Oh I reread your post. You are thinking they will kill each other in the box on the way to your house?? I don't think so, make sure you teach the turkeys how to drink and eat by dipping their beaks tho, they are real stupid about finding the food themselves. I did keep my seperate during the brooding time,  you want gamebird starter for the turkeys. Add grit for both. I mixed them in the big coop fully feathered. Clear plastic storage bins worked great for brooding the little ones hubby cuts lots of slits in the top. Then 4 yr old grandson loved being able to watch them easily.


----------



## meme (Feb 19, 2011)

thanks for the help! I am willing to let them free range together during the day, but if they don't get along I can separate them.  When they are little, I am going to brood them in different areas so they can eat turkey starter.
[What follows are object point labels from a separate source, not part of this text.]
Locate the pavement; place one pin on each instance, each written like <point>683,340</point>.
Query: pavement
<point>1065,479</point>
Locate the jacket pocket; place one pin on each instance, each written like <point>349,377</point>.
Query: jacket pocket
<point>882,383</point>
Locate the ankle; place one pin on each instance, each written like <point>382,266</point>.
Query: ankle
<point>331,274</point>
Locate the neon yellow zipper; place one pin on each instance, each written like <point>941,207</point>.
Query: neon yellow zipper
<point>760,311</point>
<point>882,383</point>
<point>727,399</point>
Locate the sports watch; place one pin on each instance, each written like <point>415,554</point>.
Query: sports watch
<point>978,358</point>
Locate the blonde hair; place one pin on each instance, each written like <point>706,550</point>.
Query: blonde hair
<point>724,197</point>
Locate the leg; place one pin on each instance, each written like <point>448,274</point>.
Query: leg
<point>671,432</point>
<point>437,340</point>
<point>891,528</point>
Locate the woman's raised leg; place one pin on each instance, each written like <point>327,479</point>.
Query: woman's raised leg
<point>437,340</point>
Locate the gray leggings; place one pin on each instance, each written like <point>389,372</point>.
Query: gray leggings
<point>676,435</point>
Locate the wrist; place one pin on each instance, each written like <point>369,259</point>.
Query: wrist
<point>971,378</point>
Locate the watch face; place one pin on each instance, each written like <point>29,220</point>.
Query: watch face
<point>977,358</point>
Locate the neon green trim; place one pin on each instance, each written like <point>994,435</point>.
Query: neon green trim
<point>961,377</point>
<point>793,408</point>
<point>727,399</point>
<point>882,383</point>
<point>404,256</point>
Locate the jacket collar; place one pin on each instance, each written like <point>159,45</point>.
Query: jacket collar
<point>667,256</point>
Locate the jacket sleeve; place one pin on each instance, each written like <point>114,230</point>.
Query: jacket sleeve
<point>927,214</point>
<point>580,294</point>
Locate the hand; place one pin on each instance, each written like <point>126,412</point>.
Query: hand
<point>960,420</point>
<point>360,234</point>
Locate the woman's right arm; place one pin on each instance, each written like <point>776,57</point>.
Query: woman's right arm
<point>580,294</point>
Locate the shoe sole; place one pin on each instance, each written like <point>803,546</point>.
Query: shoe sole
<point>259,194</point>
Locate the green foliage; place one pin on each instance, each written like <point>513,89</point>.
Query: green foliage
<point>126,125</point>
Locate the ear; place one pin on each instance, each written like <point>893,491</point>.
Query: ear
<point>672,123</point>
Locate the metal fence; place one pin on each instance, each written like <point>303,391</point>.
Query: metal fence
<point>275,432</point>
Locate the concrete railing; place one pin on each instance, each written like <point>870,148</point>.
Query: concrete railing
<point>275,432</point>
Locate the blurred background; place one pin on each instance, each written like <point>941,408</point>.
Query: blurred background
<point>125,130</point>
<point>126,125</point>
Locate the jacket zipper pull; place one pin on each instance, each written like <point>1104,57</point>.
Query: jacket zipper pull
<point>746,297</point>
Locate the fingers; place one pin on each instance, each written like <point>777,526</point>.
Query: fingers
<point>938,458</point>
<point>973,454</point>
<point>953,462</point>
Thanks again, we are very excited.


----------



## patandchickens (Feb 19, 2011)

As chicks they get along real well IME, I have had extremely good luck raising poults with chicks (exact same age) so the chicks teach the poults about eating and drinking, which by reputation poults can otherwise be a bit suicidally stupid about. 

I've kept them together up to, gee I forget, maybe a couple of months?, with absolutely no signs of problems, finally separated them just b/c of neeing to give them more space and they were going to be separated *eventually*.

Turkey poults are really cute, you'll like them, they remind me of Big Bird from sesame street and they do a neat little two-, three- or four- note ascending-scale peep. Although by 4 a.m. I will admit the cuteness factor can wear a bit thin if you're brooding them within earshot of the bedroom LOL

Good luck, ahve fun,

Pat


----------



## meme (Feb 20, 2011)

Thanks pat, I can`t wait to get them, their coming in three days, this wednesday.




                            Thanks,


----------